Oliver Sartor: Well, it cut the SSE rate in half. The hazard ratio is 0.5. So, literally the risk of radiation to bone, fractures related to cancer, pathologic fractures, spinal cord compression, and procedures related to bone. All these clinically relevant events were cut in half. And again, I think that is very, very impressive. We talked about that benefit with such things as denosumab, zoledronic acid, radium-223, and the initial ALSYMPCA trial showing benefits in SSE. That is a very impressive difference in SSE between the control group and the experimental group, cutting the rate in half.
Alicia Morgans: So, important too, because we know these symptomatic skeletal events can really immobilize patients causing incredible morbidity and also increasing the chance of mortality. So, really, really an important endpoint as well.

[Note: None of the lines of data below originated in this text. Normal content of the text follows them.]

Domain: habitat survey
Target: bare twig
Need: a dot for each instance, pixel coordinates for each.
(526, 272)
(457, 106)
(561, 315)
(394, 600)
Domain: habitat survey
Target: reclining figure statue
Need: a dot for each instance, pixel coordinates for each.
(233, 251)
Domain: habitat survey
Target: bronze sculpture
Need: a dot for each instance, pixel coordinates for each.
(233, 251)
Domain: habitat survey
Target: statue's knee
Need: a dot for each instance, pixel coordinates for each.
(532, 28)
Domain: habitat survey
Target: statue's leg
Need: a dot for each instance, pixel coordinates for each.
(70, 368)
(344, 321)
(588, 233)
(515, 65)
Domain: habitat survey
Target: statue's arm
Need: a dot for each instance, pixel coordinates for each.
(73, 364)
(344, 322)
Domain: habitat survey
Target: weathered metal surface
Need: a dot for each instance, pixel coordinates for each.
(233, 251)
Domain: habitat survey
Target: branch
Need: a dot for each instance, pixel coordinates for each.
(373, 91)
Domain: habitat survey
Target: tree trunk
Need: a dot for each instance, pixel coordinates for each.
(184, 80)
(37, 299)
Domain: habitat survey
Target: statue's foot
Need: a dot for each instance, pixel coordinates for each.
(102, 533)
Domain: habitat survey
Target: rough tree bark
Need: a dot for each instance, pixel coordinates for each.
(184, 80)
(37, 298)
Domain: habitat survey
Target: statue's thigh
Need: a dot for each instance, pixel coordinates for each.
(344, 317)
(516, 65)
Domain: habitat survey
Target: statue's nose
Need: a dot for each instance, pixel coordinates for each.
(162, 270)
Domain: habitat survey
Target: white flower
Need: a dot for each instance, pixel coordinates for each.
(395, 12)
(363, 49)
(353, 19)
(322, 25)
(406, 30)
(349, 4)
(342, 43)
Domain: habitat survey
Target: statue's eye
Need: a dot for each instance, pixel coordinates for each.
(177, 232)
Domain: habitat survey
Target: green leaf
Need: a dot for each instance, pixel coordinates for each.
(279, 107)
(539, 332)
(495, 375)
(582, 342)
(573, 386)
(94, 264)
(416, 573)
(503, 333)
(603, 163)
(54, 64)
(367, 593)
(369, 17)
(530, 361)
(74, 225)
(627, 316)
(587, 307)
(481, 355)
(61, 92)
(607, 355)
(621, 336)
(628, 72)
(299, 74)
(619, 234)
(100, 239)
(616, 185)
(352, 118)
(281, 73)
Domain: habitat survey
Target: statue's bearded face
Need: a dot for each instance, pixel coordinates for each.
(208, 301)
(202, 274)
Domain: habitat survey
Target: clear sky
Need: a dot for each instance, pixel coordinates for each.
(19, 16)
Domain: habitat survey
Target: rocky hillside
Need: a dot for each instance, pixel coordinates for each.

Oliver Sartor: And one of the things and I think Bertrand Tombal and Silke Gillesson and people have emphasized is the degree to which the bone health agents are important from their recent data from PEACE III. And then, of course, people like Fred Saad have long been preaching this. Karim Fizazi has long been telling us about these stories. But the use of bone health-protective agents, I think is important for these patients. And I hate to say it, even as experienced physicians, sometimes I kind of lose track a little bit, and it's embarrassing if somebody is not on a bone health agent, and then they get a compression fracture that leads to debilitating pain. Now that's... unfortunately that is not the best medicine and we need to keep reminding people, these are important auxiliary elements to the care of the patients in advanced prostate cancer.
Alicia Morgans: I could not agree more and trying to put systems into our programs that help remind us or help automate the reminders about bone protective agents is one of the things that I'm hoping that we can all do over time. Because it is really hard to remember when we are so focused on the disease and controlling prostate cancer, sometimes that aspect of care does fall by the wayside. We definitely need to pay attention to it. So, as you think about this data, which I think is some of the most important to come out of VISION after the initial survival in rPFS data, what would your summary be?
Oliver Sartor: People not only live longer, but they also live better. And the time to deterioration is clearly improved. And the time to pain, as being a problematic issue, is also very substantially improved. Remember, to me, it's in the comparison, we are talking about 2.9 to over 14 months of pain control with this particular agent, that is a rather remarkable difference in these far advanced patients.
Alicia Morgans: I could not agree more. I really appreciate the work that you and the team have done. Certainly appreciate the patients who participated. And thank you for taking the time to talk with me about your ESMO presentation today. Thanks so much, Dr. Sartor.
Oliver Sartor: Thank you, Alicia. My pleasure.